(Lisbonne) Des centaines de personnes ont rendu un dernier hommage mercredi à Otelo Saraiva de Carvalho, décédé dimanche à 84 ans, pour son rôle de stratège dans le « mouvement des capitaines » qui a permis de renverser la dictature le 25 avril 1974 au Portugal.

Agence France-Presse

« Otelo, ami, le peuple est avec toi ! » scandait la foule qui s’était massée devant l’Académie militaire de Lisbonne d’où est sorti, sous les applaudissements, le corbillard transportant le cercueil du militaire qui sera incinéré dans un cimetière de Cascais, dans la banlieue de la capitale.

Œillets rouges à la main, symbole de la Révolution d’Avril, de nombreux Portugais regrettaient que le gouvernement n’ait pas décrété une journée de deuil national.

« Je pense qu’il le méritait, car il a joué un rôle essentiel dans la réussite de ce soulèvement militaire […] qui a amené la démocratie », confie à l’AFP José Pedro Soares, ancien prisonnier politique au moment de la Révolution. « Il a contribué à ce que les choses ne tournent pas mal », ajoute Dario Gomes, rappelant qu’il n’y avait pas eu de victimes.

Otelo de Carvalho, » cerveau militaire « de la Révolution des œillets, avait dirigé dans l’anonymat la rébellion des capitaines qui a mis fin, en une matinée, pratiquement sans effusion de sang, à plus de 40 ans de dictature sous António de Oliveira Salazar.
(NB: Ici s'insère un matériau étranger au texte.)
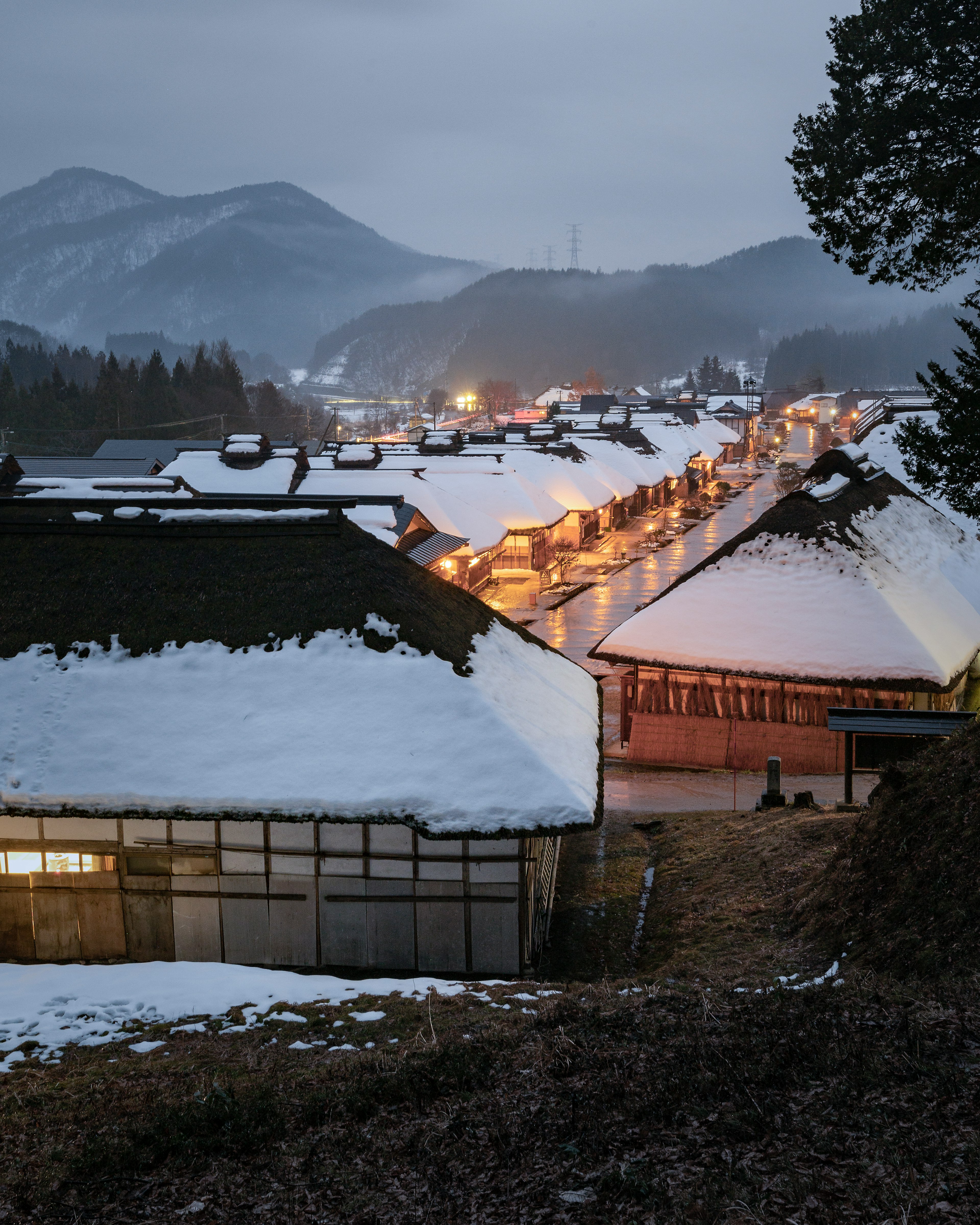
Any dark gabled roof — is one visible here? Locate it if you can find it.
[0,495,519,670]
[625,450,927,604]
[404,532,468,566]
[92,438,224,468]
[18,456,163,476]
Personnalité controversée, il a été condamné en 1987 à 15 ans de prison pour complicité morale dans des attentats meurtriers entre 1980 et 1987, perpétrés par le mouvement clandestin FP-25, puis amnistié en 1996 après cinq années en prison.  

« L’histoire jugera » le parcours de cette personnalité « controversée », a estimé mardi le président Marcelo Rebelo de Sousa, qui s’était rendu à l’Académie militaire pour lui rendre hommage.
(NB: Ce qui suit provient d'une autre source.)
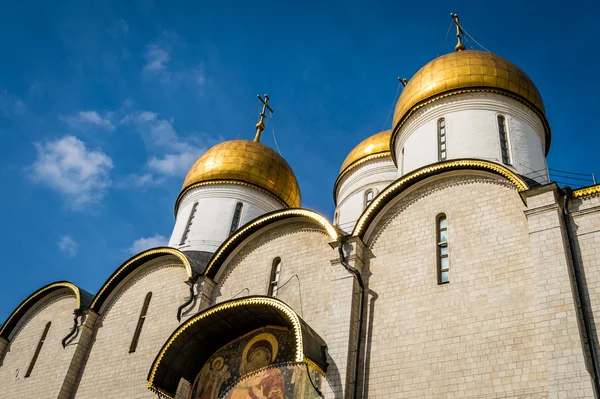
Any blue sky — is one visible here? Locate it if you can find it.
[0,0,600,322]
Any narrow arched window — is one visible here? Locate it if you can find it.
[25,321,52,378]
[269,258,281,296]
[229,202,244,235]
[129,292,152,353]
[436,213,450,284]
[179,202,198,245]
[438,118,447,161]
[498,115,511,165]
[365,190,375,208]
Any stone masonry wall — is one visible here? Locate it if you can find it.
[0,289,78,398]
[75,259,188,399]
[363,173,591,399]
[214,221,354,398]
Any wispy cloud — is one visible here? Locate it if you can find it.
[64,111,115,130]
[127,234,169,255]
[58,236,79,258]
[121,111,208,182]
[28,136,113,210]
[143,44,171,73]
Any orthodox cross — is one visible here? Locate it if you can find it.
[254,94,275,142]
[450,13,466,51]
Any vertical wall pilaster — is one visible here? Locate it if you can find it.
[525,185,594,397]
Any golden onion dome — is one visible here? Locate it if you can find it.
[392,50,550,152]
[176,140,300,208]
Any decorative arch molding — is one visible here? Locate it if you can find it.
[90,247,194,312]
[0,281,92,340]
[204,208,339,279]
[147,296,327,397]
[352,159,529,240]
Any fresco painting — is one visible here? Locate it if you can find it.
[189,327,321,399]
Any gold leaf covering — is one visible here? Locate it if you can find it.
[393,50,545,128]
[182,140,300,208]
[340,130,392,174]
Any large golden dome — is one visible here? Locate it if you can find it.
[393,50,550,152]
[178,140,300,208]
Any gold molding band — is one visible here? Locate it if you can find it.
[333,150,392,203]
[174,180,290,217]
[352,159,529,241]
[148,297,304,389]
[0,281,81,336]
[390,88,552,163]
[90,247,192,310]
[573,184,600,198]
[204,208,338,275]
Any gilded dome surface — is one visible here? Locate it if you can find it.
[340,130,392,174]
[182,140,300,208]
[393,50,545,128]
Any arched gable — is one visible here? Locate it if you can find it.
[204,208,339,279]
[148,296,327,397]
[352,159,529,241]
[90,247,194,312]
[0,281,92,339]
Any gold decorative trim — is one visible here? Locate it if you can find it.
[352,159,529,237]
[573,184,600,198]
[148,297,306,389]
[333,150,392,196]
[0,281,81,335]
[175,180,290,217]
[90,248,192,308]
[204,208,338,275]
[390,88,552,162]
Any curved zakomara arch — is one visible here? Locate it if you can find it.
[0,281,81,339]
[352,159,529,240]
[204,208,339,279]
[90,247,193,312]
[148,296,326,397]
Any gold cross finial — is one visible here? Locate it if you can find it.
[450,13,466,51]
[254,94,275,143]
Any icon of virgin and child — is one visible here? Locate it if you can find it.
[190,332,285,399]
Selon lui, il n’y a pas eu de journée de deuil national, comme lors de la disparition d’autres militaires de premier plan liés à la Révolution, afin de « ne pas ouvrir un débat » sur le degré d’importance de ces personnalités.

« Il faut une cohérence » dans les hommages, a expliqué le premier ministre Antonio Costa, ajoutant toutefois que « l’État s’incline devant la mémoire du colonel Otelo Saraiva de Carvalho ».